To determine an appropriate concentration of gigantol, cells were treated with gigantol (1, 10, 40, 80 and 100 µM), and the results indicated that none of these concentrations exhibited a damaging effect on cell viability (Fig. 1B). Cell viability was reduced in a dose-dependent manner when treated with 400, 500, 600, 700 and 800 µM H₂O₂ for 2 h, compared with the control group. H₂O₂ at the concentration of 600 µM significantly reduced cell viability compared with the control by 51.6±3.2% (Fig. 1C).

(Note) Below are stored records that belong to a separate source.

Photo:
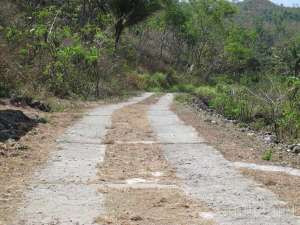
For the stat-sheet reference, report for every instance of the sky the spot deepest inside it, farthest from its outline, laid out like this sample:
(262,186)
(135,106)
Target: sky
(289,3)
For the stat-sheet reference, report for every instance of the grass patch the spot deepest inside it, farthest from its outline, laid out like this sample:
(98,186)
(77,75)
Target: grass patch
(267,155)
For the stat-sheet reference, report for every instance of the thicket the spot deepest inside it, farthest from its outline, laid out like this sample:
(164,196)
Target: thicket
(241,59)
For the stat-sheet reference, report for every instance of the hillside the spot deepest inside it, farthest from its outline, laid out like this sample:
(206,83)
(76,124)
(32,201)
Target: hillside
(264,14)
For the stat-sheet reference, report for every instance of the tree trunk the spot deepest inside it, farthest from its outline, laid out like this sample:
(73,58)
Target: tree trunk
(119,28)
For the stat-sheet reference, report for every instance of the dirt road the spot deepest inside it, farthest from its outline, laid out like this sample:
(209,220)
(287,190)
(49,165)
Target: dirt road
(138,163)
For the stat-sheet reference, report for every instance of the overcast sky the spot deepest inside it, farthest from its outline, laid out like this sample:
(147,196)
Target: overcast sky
(287,2)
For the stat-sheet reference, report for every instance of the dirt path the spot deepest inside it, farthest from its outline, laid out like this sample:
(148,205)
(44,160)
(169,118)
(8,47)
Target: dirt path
(137,163)
(139,186)
(63,191)
(235,199)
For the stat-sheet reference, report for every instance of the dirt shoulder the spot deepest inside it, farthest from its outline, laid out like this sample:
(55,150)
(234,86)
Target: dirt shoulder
(234,143)
(139,185)
(20,158)
(240,146)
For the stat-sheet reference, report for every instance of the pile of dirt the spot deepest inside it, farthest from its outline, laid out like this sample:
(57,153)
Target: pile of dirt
(26,101)
(14,124)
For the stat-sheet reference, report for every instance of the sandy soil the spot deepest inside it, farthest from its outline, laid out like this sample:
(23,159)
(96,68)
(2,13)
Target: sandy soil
(286,187)
(238,146)
(234,144)
(139,185)
(16,170)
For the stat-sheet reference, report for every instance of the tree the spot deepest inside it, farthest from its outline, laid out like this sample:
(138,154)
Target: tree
(131,12)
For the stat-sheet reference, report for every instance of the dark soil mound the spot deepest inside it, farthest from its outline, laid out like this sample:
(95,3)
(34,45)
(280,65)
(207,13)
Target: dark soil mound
(14,124)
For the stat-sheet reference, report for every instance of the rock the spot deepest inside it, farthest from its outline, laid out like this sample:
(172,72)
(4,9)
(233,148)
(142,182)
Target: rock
(136,218)
(207,120)
(214,122)
(269,138)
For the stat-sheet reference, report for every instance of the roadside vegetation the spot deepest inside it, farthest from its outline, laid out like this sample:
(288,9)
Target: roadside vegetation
(240,59)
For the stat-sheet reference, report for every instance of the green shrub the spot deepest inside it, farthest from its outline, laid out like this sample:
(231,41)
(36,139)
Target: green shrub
(267,155)
(205,91)
(185,88)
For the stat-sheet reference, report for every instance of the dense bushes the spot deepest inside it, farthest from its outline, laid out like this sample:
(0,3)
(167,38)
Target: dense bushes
(273,103)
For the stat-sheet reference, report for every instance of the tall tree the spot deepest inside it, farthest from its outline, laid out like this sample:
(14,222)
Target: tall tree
(131,12)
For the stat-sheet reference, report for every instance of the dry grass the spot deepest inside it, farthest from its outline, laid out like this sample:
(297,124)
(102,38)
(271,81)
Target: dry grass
(141,205)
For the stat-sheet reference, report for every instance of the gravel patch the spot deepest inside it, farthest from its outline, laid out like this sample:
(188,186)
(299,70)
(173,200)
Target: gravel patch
(63,191)
(209,177)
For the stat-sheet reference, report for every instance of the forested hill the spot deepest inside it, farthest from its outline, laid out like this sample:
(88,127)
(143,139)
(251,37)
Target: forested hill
(241,59)
(268,14)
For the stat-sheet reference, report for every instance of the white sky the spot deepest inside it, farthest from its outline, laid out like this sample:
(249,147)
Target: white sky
(287,2)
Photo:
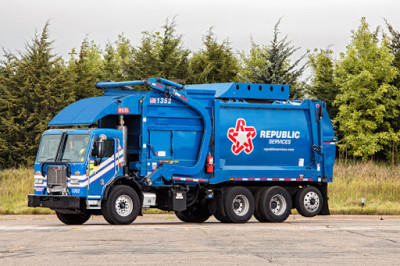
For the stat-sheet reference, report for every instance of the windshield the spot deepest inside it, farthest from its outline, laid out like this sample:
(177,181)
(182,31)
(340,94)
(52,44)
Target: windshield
(75,148)
(48,148)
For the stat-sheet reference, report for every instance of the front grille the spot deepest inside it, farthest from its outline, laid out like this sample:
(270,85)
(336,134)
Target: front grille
(57,176)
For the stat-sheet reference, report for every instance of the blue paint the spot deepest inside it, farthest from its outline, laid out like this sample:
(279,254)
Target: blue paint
(172,128)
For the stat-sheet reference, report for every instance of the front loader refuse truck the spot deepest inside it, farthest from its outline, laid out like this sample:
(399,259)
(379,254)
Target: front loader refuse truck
(229,149)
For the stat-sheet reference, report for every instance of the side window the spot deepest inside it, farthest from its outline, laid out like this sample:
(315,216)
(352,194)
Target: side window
(109,148)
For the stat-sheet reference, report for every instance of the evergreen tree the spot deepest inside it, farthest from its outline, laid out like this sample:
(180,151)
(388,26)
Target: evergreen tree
(160,55)
(117,58)
(34,90)
(323,86)
(367,101)
(271,64)
(215,63)
(85,69)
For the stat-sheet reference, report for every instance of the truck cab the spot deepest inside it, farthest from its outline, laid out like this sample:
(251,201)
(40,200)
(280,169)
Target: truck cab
(78,163)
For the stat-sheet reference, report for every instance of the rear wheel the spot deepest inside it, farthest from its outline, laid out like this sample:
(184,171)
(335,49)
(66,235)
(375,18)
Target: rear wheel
(70,219)
(309,201)
(274,204)
(122,205)
(257,214)
(194,214)
(238,204)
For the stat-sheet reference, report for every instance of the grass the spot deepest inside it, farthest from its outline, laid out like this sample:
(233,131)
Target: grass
(15,185)
(378,184)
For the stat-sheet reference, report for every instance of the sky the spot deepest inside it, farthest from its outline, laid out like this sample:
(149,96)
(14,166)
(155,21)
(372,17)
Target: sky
(309,24)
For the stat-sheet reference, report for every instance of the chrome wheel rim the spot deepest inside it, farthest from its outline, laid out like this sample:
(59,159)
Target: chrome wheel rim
(240,205)
(311,201)
(124,205)
(277,204)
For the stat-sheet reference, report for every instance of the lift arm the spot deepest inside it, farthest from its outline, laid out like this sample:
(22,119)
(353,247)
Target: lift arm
(178,92)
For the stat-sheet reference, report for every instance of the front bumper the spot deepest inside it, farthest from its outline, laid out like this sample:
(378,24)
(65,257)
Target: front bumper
(55,201)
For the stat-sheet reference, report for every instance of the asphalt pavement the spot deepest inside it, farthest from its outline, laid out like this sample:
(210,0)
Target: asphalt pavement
(161,239)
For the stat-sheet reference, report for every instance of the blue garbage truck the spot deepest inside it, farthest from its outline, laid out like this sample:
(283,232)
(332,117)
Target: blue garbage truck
(232,150)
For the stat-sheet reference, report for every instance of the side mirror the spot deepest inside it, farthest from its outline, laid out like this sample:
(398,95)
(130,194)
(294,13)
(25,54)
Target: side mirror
(100,148)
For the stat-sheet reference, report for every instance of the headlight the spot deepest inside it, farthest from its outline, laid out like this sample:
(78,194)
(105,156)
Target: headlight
(39,181)
(74,181)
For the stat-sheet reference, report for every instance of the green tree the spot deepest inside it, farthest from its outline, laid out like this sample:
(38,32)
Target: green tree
(215,63)
(33,88)
(367,101)
(323,86)
(117,57)
(85,69)
(271,64)
(160,55)
(394,45)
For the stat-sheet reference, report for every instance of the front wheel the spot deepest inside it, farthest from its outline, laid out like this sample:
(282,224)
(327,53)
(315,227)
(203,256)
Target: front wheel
(73,219)
(194,214)
(309,201)
(122,205)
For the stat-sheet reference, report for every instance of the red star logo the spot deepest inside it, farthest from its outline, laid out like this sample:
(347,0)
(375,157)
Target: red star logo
(242,136)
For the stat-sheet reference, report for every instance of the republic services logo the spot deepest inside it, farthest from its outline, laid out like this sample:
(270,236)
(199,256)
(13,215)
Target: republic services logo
(242,136)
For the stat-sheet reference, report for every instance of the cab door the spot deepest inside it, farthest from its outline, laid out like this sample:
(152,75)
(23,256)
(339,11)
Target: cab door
(101,170)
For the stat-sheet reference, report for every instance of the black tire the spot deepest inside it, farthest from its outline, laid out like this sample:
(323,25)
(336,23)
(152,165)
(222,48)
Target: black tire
(274,204)
(194,214)
(71,219)
(220,217)
(309,201)
(122,206)
(219,213)
(238,204)
(257,214)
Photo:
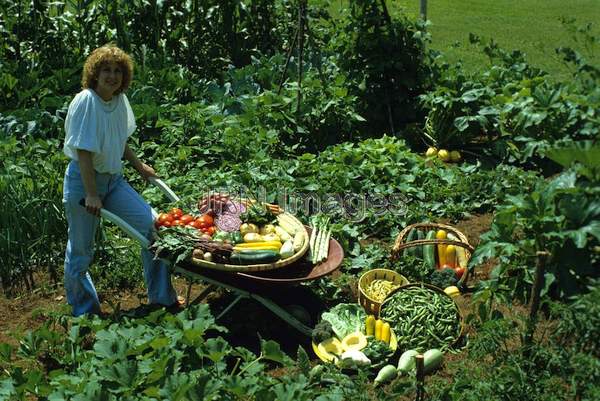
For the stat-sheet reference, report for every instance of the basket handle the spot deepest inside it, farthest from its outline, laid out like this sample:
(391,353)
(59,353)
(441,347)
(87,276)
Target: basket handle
(420,242)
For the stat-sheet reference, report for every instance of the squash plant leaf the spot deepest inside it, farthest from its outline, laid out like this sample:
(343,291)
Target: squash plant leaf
(270,350)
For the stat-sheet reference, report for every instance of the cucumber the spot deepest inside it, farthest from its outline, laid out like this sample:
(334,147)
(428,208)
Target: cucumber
(432,359)
(251,257)
(429,251)
(461,256)
(419,249)
(386,374)
(406,363)
(412,235)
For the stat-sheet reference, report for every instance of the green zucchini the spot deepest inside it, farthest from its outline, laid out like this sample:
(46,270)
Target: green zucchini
(386,374)
(432,359)
(412,235)
(429,251)
(419,249)
(406,363)
(252,257)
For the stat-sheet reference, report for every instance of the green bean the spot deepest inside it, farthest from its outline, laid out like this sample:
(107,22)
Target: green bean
(422,317)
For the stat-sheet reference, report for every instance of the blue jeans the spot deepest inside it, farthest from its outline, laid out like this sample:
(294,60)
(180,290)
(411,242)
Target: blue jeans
(121,199)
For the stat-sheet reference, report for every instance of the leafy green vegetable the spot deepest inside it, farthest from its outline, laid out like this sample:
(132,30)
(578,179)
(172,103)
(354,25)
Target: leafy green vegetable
(322,331)
(443,278)
(378,352)
(258,214)
(345,319)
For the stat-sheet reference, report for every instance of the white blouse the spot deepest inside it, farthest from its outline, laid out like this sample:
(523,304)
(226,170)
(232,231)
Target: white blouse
(100,127)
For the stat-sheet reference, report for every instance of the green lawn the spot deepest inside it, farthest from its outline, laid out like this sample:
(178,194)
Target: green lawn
(531,26)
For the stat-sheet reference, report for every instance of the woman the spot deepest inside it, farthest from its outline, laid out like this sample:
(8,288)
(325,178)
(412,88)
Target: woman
(98,123)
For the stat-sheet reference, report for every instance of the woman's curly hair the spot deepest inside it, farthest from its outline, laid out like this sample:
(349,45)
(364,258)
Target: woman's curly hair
(105,54)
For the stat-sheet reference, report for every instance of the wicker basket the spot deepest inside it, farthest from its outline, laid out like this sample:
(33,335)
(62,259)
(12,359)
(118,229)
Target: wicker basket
(401,244)
(258,267)
(440,291)
(372,306)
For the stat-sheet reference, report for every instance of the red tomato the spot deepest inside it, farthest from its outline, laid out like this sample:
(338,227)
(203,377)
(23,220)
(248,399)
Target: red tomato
(186,219)
(195,224)
(205,220)
(162,217)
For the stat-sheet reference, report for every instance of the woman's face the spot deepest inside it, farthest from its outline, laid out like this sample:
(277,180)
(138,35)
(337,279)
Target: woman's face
(110,78)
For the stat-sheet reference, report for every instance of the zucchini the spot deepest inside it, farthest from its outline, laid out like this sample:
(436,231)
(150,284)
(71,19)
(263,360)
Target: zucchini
(406,363)
(461,255)
(429,251)
(251,257)
(412,235)
(386,374)
(441,234)
(432,359)
(419,249)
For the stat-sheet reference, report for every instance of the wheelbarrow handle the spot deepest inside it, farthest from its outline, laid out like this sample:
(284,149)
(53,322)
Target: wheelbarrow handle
(123,225)
(164,188)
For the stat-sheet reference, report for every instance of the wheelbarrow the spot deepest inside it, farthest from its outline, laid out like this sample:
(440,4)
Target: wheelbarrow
(262,287)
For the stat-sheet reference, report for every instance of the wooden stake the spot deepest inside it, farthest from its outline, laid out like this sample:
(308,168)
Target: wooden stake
(534,301)
(419,359)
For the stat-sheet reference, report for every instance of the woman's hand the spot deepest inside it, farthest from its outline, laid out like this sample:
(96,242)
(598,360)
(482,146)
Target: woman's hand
(146,171)
(93,204)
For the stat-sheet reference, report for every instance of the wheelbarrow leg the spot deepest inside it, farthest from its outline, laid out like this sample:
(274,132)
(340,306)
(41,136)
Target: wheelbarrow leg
(283,314)
(209,288)
(231,305)
(188,292)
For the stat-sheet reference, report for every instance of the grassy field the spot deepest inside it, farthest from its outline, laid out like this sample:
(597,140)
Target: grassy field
(532,26)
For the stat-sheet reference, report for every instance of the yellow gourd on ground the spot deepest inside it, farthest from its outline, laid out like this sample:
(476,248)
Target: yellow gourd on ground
(441,234)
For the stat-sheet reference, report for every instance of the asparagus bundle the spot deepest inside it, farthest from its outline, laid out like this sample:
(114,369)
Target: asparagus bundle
(319,239)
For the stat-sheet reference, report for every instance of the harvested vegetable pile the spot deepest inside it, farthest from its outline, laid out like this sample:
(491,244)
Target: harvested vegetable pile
(378,289)
(422,318)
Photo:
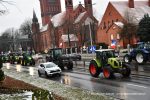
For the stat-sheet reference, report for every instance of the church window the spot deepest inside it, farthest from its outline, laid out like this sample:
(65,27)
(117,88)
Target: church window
(109,13)
(66,2)
(70,2)
(89,1)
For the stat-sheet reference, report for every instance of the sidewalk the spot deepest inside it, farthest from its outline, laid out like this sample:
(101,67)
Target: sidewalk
(66,91)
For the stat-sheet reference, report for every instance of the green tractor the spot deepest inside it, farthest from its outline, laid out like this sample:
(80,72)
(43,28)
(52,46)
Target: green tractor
(26,59)
(107,63)
(5,58)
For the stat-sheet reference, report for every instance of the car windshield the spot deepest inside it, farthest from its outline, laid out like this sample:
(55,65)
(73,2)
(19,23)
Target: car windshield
(50,65)
(143,45)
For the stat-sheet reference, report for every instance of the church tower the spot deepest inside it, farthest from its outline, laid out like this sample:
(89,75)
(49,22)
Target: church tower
(35,24)
(48,9)
(35,32)
(88,6)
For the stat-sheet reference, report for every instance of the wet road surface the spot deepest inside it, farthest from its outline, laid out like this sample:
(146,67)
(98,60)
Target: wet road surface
(134,88)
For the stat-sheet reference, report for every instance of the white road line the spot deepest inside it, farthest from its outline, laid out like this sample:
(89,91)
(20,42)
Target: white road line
(137,85)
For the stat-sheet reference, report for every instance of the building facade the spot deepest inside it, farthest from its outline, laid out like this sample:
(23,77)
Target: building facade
(116,15)
(67,29)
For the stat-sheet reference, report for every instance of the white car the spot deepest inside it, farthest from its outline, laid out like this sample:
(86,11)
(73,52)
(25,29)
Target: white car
(48,69)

In addition, results in Fig. 1D demonstrated that gigantol significantly increased the cell viability of rBMSCs in a dose-dependent manner compared with cells treated with H₂O₂ only. Furthermore, pretreatment with 80 µM gigantol significantly enhanced cell viability compared with the H₂O₂ only group (Fig. 1D). Concentrations of gigantol >80 µM reduced the stimulatory effect. Therefore, 600 µM H₂O₂ and 80 µM gigantol were selected for the following experiments.

Following treatment with H₂O₂, apoptosis-associated morphology was observed in rBMSCs, including detachment, irregular shape and nuclear shrinkage. However, the number of apoptosis-like cells decreased in the group pretreated with gigantol, which indicated a potential protective effect of gigantol from apoptosis induction (Fig. 2A and B).

Cellular oxidative stress was examined by a DCFH-DA assay. The results demonstrated that, in the H₂O₂-treated group, a significant increase in 2′,7′-dichlorofluorescein fluorescence was observed (Fig. 2C and D). However, pretreatment with gigantol significantly reduced the intracellular production of ROS compared with the H₂O₂-treated group (Fig. 2C and D).

Cell apoptosis was analyzed using an Annexin V and propidium iodide double-staining assay by flow cytometry. The percentage of apoptotic cells in Q2 and Q4 increased from 0.5±0.45% in the control group to 49.5±3.30% in the H₂O₂ group, while apoptosis was significantly reduced to 23.4±2.06% in the gigantol + H₂O₂ group, compared with the H₂O₂ only group (Fig. 3).

The results of western blot analysis demonstrated that H₂O₂ treatment reduced the protein levels of phosphorylated (p)-Akt and the antiapoptotic protein Bcl-2 (Fig. 4A and B), and increased the levels of the proapoptotic proteins Bax, caspase-3 and caspase-9 (Fig. 4B-D). However, gigantol pretreatment lowered the caspase-3, caspase-9 and Bax levels, and increased the levels of p-Akt and Bcl-2, compared with the H₂O₂ only group (Fig. 4). Furthermore, LY294002 (a PI3K inhibitor) significantly inhibited the protective effect of gigantol against H₂O₂-induced apoptosis by increasing the levels of caspase-3, caspase-9 and the ratio of Bax/Bcl-2, and decreasing the ratio of p-Akt/Akt (Fig. 4).